How Internet Merchant Accounts Enable Online Transactions

Have you ever wondered just how your customers’ funds end up in your Internet merchant account? Today, we’ll outline the Internet merchant account process, and how your transactions are approved, processed, and deposited into your Internet merchant account

An important distinction to make is the difference between a payment gateway account and an Internet merchant account; they differ in purpose, but work together to facilitate the process.

A payment gateway is an e-commerce service application that authorizes payments for both online and brick-and-mortar businesses, much like a traditional POS terminal found in most stores. Payment gateways protect credit card details by encrypting sensitive information, such as credit card numbers, to pass the data securely among customer, merchant, and payment processor.

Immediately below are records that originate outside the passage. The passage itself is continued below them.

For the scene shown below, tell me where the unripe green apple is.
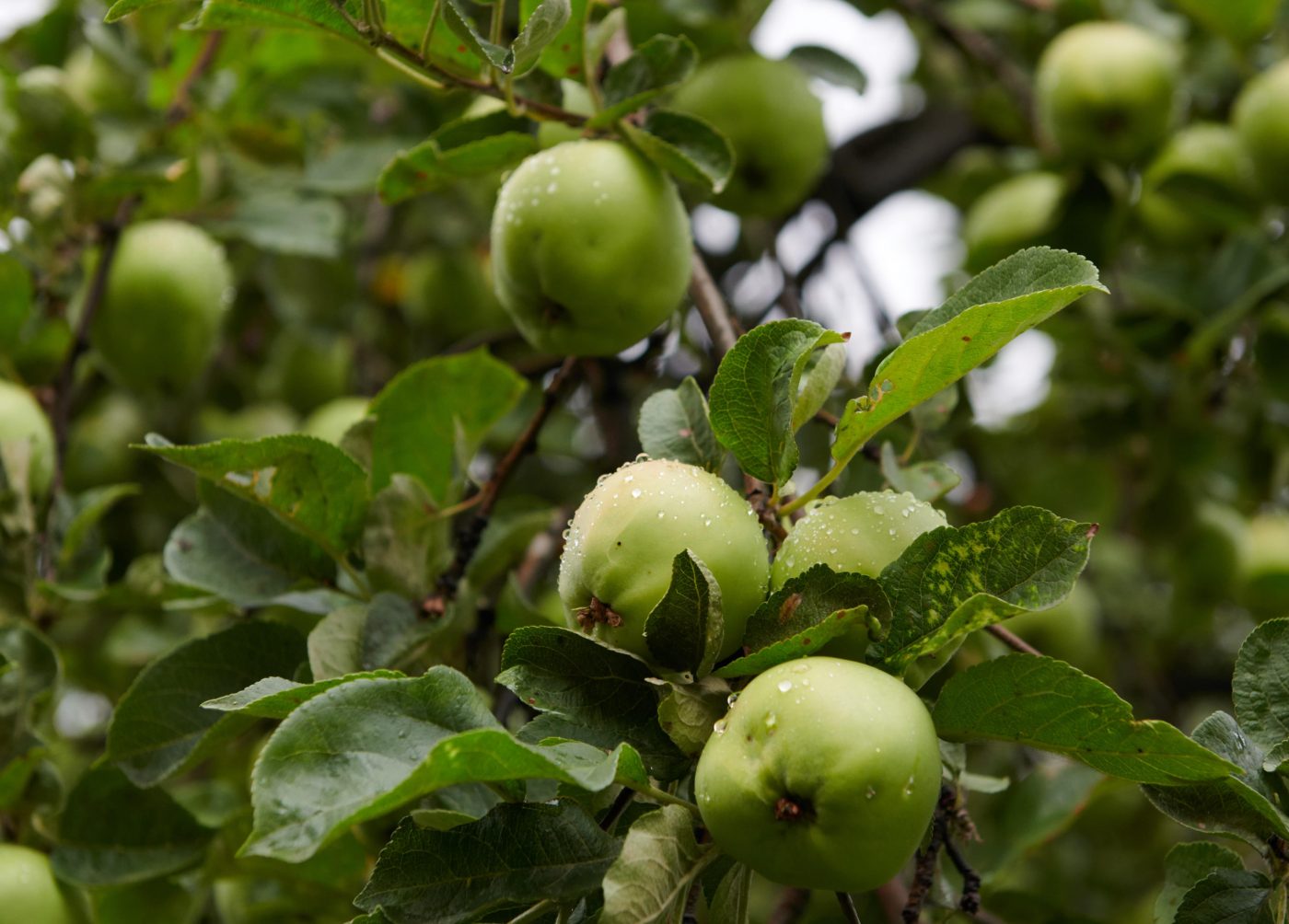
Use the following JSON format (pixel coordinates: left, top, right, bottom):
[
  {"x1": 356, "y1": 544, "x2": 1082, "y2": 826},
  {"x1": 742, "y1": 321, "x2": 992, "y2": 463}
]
[
  {"x1": 1232, "y1": 61, "x2": 1289, "y2": 203},
  {"x1": 671, "y1": 54, "x2": 829, "y2": 218},
  {"x1": 560, "y1": 458, "x2": 770, "y2": 660},
  {"x1": 0, "y1": 844, "x2": 76, "y2": 924},
  {"x1": 90, "y1": 219, "x2": 232, "y2": 390},
  {"x1": 1035, "y1": 22, "x2": 1179, "y2": 164},
  {"x1": 963, "y1": 170, "x2": 1066, "y2": 271},
  {"x1": 693, "y1": 657, "x2": 940, "y2": 892},
  {"x1": 770, "y1": 491, "x2": 946, "y2": 660},
  {"x1": 1240, "y1": 512, "x2": 1289, "y2": 616},
  {"x1": 300, "y1": 396, "x2": 370, "y2": 445},
  {"x1": 1137, "y1": 122, "x2": 1257, "y2": 245},
  {"x1": 0, "y1": 380, "x2": 54, "y2": 497},
  {"x1": 493, "y1": 141, "x2": 692, "y2": 355},
  {"x1": 64, "y1": 392, "x2": 148, "y2": 491}
]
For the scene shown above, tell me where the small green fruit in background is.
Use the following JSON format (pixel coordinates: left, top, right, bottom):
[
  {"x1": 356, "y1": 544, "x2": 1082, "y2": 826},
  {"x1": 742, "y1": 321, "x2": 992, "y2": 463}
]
[
  {"x1": 771, "y1": 491, "x2": 946, "y2": 659},
  {"x1": 1035, "y1": 22, "x2": 1179, "y2": 164},
  {"x1": 1240, "y1": 512, "x2": 1289, "y2": 616},
  {"x1": 1232, "y1": 61, "x2": 1289, "y2": 203},
  {"x1": 560, "y1": 458, "x2": 770, "y2": 660},
  {"x1": 64, "y1": 392, "x2": 148, "y2": 491},
  {"x1": 693, "y1": 657, "x2": 940, "y2": 892},
  {"x1": 493, "y1": 141, "x2": 692, "y2": 355},
  {"x1": 1137, "y1": 122, "x2": 1257, "y2": 245},
  {"x1": 670, "y1": 54, "x2": 829, "y2": 218},
  {"x1": 300, "y1": 396, "x2": 368, "y2": 445},
  {"x1": 0, "y1": 844, "x2": 76, "y2": 924},
  {"x1": 0, "y1": 380, "x2": 54, "y2": 497},
  {"x1": 90, "y1": 219, "x2": 232, "y2": 392},
  {"x1": 963, "y1": 170, "x2": 1067, "y2": 271}
]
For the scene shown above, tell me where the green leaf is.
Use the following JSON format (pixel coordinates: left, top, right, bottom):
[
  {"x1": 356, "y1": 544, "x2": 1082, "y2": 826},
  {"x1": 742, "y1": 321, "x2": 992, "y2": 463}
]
[
  {"x1": 635, "y1": 375, "x2": 725, "y2": 472},
  {"x1": 621, "y1": 110, "x2": 734, "y2": 193},
  {"x1": 242, "y1": 666, "x2": 644, "y2": 862},
  {"x1": 882, "y1": 444, "x2": 961, "y2": 504},
  {"x1": 370, "y1": 349, "x2": 528, "y2": 505},
  {"x1": 510, "y1": 0, "x2": 573, "y2": 77},
  {"x1": 377, "y1": 110, "x2": 538, "y2": 205},
  {"x1": 0, "y1": 254, "x2": 35, "y2": 354},
  {"x1": 439, "y1": 0, "x2": 515, "y2": 74},
  {"x1": 201, "y1": 670, "x2": 405, "y2": 719},
  {"x1": 934, "y1": 654, "x2": 1237, "y2": 786},
  {"x1": 710, "y1": 319, "x2": 844, "y2": 485},
  {"x1": 1154, "y1": 840, "x2": 1244, "y2": 924},
  {"x1": 657, "y1": 676, "x2": 729, "y2": 757},
  {"x1": 644, "y1": 549, "x2": 725, "y2": 676},
  {"x1": 1174, "y1": 870, "x2": 1275, "y2": 924},
  {"x1": 142, "y1": 434, "x2": 371, "y2": 558},
  {"x1": 586, "y1": 35, "x2": 699, "y2": 129},
  {"x1": 877, "y1": 506, "x2": 1096, "y2": 674},
  {"x1": 1231, "y1": 618, "x2": 1289, "y2": 750},
  {"x1": 1142, "y1": 712, "x2": 1289, "y2": 849},
  {"x1": 716, "y1": 564, "x2": 890, "y2": 676},
  {"x1": 209, "y1": 190, "x2": 345, "y2": 259},
  {"x1": 787, "y1": 45, "x2": 869, "y2": 93},
  {"x1": 308, "y1": 593, "x2": 452, "y2": 680},
  {"x1": 107, "y1": 622, "x2": 306, "y2": 786},
  {"x1": 832, "y1": 248, "x2": 1106, "y2": 460},
  {"x1": 496, "y1": 627, "x2": 691, "y2": 780},
  {"x1": 599, "y1": 805, "x2": 716, "y2": 924},
  {"x1": 52, "y1": 764, "x2": 213, "y2": 886},
  {"x1": 354, "y1": 802, "x2": 620, "y2": 924}
]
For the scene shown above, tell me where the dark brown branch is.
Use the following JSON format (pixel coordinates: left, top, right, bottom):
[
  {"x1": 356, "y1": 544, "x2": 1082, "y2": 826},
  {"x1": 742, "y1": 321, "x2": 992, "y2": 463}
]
[
  {"x1": 165, "y1": 32, "x2": 225, "y2": 126},
  {"x1": 422, "y1": 355, "x2": 577, "y2": 607},
  {"x1": 986, "y1": 622, "x2": 1043, "y2": 656},
  {"x1": 837, "y1": 892, "x2": 861, "y2": 924}
]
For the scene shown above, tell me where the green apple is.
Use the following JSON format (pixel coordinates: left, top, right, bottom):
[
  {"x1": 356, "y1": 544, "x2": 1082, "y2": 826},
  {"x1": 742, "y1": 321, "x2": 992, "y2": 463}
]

An Internet merchant account is a type of merchant account especially formulated to manage online credit card processing. A notable difference between an Internet merchant account and a typical merchant account is the fees involved; understandably, the fees for an Internet merchant account are noticeably higher, due to the obviously higher risk of online payment. So what are some of the methods by which both Internet merchant accounts and payments gateways interact to provide comprehensive online payment-processing solutions to merchants and their customers everywhere? Let’s take a look at the inner workings of an Internet merchant account in action:

The first step is when a consumer orders a product from a merchant’s web store, preferably with a verified, secure connection.

Next, a shopping cart on the merchant’s site gathers and compiles the order to be transmitted to a payment-processing company.

Third, the shopping cart transmits this data to the payment gateway, which is part of the processing company. The credit card processor determines which company manages the customer’s credit card, and transmits a request to charge the card.

Fourth, the client’s card company validates his account, then acknowledges to the card processor that the amount requested is available can be transferred.

Fifth, the card processor tells the shopping cart program whether the transaction was successful or not. The processor transfers the funds to the Internet merchant account provider for deposition into the Internet merchant account.

Last, the internet merchant accounts collect the funds and make transfers to the merchant’s checking account; the credit card processing transaction is complete.

This is how an Internet merchant account fits into the entire process of transactions and credit card processing; it may have a lot of steps, but all this takes just seconds to complete, and having an Internet merchant account is the first step in establishing an online business.